Jia, Z., Pramanik, S., Saha Roy, R., & Weikum, G. (2021). Complex Temporal Question Answering on Knowledge Graphs. Retrieved from https://arxiv.org/abs/2109.08935.


Zitierlink: https://hdl.handle.net/21.11116/0000-0009-64F7-0
Zusammenfassung
Question answering over knowledge graphs (KG-QA) is a vital topic in IR.
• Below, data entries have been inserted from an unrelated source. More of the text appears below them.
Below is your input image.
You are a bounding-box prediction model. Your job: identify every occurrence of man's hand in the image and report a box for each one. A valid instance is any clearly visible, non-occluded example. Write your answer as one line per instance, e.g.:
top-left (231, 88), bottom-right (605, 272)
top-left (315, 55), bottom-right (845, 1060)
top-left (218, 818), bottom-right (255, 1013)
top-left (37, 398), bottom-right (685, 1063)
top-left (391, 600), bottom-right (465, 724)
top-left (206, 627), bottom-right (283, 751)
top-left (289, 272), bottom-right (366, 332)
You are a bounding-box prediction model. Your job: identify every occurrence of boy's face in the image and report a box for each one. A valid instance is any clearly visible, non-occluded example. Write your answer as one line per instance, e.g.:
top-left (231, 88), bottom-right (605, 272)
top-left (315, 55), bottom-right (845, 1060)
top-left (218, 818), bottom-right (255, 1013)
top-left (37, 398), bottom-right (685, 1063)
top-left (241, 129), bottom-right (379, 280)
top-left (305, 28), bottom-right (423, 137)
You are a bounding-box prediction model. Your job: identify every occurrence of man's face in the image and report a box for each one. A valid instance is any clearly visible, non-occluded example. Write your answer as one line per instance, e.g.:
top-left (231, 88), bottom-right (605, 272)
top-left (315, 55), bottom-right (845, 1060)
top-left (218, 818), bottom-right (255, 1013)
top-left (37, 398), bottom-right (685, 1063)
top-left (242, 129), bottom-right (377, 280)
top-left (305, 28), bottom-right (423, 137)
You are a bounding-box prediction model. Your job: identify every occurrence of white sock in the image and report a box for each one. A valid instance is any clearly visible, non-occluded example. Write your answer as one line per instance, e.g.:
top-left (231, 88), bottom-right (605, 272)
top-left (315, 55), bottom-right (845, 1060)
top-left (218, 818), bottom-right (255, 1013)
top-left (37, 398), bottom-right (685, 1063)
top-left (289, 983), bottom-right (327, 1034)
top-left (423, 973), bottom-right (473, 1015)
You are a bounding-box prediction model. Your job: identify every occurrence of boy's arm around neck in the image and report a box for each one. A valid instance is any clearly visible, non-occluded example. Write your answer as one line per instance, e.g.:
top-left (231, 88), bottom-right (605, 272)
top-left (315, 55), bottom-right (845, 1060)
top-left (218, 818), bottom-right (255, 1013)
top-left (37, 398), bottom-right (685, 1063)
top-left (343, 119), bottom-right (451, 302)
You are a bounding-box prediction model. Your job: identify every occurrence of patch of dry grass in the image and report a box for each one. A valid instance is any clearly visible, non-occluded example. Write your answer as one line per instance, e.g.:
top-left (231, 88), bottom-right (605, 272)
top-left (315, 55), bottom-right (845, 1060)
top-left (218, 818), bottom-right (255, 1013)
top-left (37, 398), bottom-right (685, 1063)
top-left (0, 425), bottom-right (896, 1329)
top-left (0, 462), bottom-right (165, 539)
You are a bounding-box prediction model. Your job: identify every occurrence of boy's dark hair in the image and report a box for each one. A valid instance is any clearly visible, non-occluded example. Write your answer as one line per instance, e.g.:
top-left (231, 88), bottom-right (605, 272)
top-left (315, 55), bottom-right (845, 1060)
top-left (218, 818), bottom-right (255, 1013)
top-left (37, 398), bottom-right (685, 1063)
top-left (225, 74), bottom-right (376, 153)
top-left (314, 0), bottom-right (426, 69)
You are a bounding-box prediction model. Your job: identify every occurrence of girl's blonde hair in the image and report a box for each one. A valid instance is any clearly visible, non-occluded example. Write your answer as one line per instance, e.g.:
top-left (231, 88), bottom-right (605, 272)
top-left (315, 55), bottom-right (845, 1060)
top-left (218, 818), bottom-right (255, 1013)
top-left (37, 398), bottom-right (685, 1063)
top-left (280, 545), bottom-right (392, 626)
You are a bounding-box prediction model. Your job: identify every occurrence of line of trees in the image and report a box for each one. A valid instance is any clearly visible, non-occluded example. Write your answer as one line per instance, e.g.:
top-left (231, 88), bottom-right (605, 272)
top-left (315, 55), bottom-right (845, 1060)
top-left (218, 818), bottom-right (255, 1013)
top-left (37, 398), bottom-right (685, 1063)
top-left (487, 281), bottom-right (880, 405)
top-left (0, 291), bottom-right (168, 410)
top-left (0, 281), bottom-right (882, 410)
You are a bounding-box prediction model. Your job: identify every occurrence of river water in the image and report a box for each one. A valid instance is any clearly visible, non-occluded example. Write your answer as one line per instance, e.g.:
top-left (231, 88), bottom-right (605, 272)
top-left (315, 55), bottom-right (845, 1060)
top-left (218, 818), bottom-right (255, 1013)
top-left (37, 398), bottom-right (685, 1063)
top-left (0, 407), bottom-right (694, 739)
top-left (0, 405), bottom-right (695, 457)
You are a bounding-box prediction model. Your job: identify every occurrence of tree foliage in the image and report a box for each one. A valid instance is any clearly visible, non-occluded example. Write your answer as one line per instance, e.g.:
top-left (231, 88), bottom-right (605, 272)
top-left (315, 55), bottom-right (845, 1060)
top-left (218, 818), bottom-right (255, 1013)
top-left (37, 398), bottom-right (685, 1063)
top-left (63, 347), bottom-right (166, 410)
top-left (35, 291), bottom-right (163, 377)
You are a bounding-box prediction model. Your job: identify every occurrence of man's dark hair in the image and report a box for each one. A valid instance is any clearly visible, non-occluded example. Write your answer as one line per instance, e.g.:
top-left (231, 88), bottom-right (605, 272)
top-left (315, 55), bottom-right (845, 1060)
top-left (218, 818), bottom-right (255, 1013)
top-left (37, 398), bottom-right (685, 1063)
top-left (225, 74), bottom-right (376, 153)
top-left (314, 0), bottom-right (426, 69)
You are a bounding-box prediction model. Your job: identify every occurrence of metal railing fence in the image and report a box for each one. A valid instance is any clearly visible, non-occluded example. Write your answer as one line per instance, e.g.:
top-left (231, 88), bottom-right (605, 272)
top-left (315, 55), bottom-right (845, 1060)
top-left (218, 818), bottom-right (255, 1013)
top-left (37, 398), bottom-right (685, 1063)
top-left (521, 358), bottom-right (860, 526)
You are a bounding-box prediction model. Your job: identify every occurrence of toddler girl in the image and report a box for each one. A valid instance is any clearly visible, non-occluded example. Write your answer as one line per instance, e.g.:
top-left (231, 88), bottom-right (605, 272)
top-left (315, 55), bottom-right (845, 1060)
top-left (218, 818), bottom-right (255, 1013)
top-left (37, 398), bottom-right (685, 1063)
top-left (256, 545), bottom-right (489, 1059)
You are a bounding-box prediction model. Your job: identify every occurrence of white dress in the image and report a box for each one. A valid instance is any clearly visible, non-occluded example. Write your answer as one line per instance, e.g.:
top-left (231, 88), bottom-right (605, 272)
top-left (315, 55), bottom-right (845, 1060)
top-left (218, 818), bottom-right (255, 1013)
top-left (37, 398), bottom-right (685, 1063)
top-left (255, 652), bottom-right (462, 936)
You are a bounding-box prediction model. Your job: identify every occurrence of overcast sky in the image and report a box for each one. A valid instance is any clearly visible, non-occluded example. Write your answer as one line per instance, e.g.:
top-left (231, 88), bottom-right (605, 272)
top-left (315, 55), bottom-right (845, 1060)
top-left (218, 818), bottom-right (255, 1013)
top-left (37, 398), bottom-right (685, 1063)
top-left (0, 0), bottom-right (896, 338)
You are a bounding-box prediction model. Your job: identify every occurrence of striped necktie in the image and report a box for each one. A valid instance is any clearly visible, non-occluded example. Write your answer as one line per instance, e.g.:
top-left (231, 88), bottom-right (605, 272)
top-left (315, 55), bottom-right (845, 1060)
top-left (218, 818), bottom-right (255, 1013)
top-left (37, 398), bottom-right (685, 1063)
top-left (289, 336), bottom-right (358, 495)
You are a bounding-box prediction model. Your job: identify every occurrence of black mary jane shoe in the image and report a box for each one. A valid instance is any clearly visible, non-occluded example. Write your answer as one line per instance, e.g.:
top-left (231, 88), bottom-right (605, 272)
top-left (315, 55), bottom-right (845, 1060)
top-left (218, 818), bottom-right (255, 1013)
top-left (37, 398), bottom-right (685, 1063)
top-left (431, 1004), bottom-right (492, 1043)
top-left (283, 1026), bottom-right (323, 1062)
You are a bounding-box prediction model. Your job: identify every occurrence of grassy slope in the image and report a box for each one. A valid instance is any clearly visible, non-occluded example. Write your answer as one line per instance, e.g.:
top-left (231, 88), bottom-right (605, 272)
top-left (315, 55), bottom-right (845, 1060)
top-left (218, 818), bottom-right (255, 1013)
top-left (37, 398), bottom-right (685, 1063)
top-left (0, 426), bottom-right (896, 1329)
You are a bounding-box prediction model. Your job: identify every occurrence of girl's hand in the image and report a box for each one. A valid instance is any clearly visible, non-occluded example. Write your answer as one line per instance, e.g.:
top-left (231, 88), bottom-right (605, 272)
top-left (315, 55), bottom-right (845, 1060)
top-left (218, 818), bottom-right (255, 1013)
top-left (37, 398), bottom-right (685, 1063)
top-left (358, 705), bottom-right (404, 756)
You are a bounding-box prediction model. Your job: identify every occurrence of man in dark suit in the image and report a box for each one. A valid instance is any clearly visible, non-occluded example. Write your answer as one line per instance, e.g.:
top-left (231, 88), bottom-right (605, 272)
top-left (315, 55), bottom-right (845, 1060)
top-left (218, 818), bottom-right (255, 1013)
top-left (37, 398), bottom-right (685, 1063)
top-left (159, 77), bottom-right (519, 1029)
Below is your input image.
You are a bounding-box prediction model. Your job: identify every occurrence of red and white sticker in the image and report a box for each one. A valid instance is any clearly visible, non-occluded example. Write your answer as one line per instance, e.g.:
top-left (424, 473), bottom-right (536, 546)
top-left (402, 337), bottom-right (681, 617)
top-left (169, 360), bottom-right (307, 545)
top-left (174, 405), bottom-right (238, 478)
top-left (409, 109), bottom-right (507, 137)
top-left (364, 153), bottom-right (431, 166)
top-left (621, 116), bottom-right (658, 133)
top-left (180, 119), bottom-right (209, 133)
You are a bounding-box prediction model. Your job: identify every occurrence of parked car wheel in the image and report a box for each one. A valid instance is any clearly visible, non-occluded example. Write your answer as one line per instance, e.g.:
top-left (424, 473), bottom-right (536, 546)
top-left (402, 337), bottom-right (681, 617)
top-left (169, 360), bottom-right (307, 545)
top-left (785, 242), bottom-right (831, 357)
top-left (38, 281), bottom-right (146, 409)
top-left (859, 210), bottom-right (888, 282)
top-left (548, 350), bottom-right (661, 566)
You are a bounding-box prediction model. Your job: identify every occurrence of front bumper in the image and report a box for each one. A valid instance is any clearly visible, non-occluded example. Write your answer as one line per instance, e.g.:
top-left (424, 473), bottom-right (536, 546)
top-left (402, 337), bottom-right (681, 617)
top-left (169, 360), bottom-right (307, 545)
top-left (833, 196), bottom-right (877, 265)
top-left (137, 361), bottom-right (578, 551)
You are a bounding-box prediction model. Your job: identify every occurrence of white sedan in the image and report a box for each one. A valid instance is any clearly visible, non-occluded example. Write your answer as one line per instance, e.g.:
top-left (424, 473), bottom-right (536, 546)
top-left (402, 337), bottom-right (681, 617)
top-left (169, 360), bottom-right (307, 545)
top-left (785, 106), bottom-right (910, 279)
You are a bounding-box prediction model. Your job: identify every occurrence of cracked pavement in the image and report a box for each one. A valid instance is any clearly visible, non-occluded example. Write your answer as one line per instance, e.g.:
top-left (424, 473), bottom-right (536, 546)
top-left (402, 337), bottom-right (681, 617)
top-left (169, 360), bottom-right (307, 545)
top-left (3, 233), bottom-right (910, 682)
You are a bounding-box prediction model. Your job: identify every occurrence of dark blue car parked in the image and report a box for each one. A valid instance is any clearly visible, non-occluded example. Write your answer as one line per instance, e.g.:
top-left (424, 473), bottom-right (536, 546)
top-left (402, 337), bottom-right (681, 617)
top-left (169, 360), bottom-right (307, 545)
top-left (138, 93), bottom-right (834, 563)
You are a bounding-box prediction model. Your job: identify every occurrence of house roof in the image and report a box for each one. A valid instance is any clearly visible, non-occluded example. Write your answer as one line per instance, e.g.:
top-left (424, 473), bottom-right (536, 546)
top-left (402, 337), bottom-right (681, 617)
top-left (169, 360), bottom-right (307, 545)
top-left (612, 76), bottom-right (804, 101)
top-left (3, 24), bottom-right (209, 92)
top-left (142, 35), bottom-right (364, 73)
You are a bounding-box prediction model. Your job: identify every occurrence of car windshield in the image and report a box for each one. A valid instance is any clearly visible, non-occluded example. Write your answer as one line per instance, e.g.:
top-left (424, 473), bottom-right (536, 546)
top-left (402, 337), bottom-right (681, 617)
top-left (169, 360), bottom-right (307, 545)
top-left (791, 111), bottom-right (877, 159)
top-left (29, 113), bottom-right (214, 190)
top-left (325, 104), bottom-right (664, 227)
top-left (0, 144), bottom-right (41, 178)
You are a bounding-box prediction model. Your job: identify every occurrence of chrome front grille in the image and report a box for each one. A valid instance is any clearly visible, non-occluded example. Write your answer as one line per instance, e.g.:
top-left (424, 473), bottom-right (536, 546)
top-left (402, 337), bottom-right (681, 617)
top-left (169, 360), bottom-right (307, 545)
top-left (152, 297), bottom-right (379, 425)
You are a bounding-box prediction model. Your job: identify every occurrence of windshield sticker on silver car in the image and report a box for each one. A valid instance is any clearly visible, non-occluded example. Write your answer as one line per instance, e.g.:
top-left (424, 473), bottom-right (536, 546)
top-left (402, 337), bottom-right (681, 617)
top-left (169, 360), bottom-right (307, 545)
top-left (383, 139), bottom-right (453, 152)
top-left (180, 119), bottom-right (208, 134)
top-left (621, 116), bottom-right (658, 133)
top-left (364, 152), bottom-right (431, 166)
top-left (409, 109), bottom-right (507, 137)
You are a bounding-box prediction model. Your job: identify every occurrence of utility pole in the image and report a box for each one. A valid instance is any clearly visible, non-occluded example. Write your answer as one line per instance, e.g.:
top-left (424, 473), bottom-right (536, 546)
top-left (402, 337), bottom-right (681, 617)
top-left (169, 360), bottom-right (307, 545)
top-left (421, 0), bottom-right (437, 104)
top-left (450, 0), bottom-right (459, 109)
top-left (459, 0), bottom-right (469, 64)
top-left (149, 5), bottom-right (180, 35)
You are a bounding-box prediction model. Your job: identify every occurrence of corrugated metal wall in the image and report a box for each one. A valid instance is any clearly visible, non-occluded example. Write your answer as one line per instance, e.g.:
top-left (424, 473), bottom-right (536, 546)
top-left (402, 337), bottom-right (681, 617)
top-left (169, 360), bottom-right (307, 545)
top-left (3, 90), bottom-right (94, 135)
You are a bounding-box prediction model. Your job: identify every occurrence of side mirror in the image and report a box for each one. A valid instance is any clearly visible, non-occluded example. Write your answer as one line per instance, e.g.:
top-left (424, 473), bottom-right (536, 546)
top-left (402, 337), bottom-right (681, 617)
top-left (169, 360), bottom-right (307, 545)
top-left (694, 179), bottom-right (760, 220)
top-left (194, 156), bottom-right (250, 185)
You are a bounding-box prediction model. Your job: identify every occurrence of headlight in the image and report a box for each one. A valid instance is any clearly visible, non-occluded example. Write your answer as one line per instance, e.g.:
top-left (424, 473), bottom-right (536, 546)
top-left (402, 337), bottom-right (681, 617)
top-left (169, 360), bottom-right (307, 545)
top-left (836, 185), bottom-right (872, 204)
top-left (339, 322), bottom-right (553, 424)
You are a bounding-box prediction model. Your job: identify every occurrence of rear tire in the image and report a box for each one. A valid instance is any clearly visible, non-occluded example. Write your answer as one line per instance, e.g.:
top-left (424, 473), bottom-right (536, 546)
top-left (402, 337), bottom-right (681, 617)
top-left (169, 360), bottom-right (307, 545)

Questions with temporal intent are a special class of practical importance, but
have not received much attention in research. This work presents EXAQT, the
first end-to-end system for answering complex temporal questions that have
multiple entities and predicates, and associated temporal conditions. EXAQT
answers natural language questions over KGs in two stages, one geared towards
high recall, the other towards precision at top ranks. The first step computes
question-relevant compact subgraphs within the KG, and judiciously enhances
them with pertinent temporal facts, using Group Steiner Trees and fine-tuned
BERT models. The second step constructs relational graph convolutional networks
(R-GCNs) from the first step's output, and enhances the R-GCNs with time-aware
entity embeddings and attention over temporal relations. We evaluate EXAQT on
TimeQuestions, a large dataset of 16k temporal questions we compiled from a
variety of general purpose KG-QA benchmarks. Results show that EXAQT
outperforms three state-of-the-art systems for answering complex questions over
KGs, thereby justifying specialized treatment of temporal QA.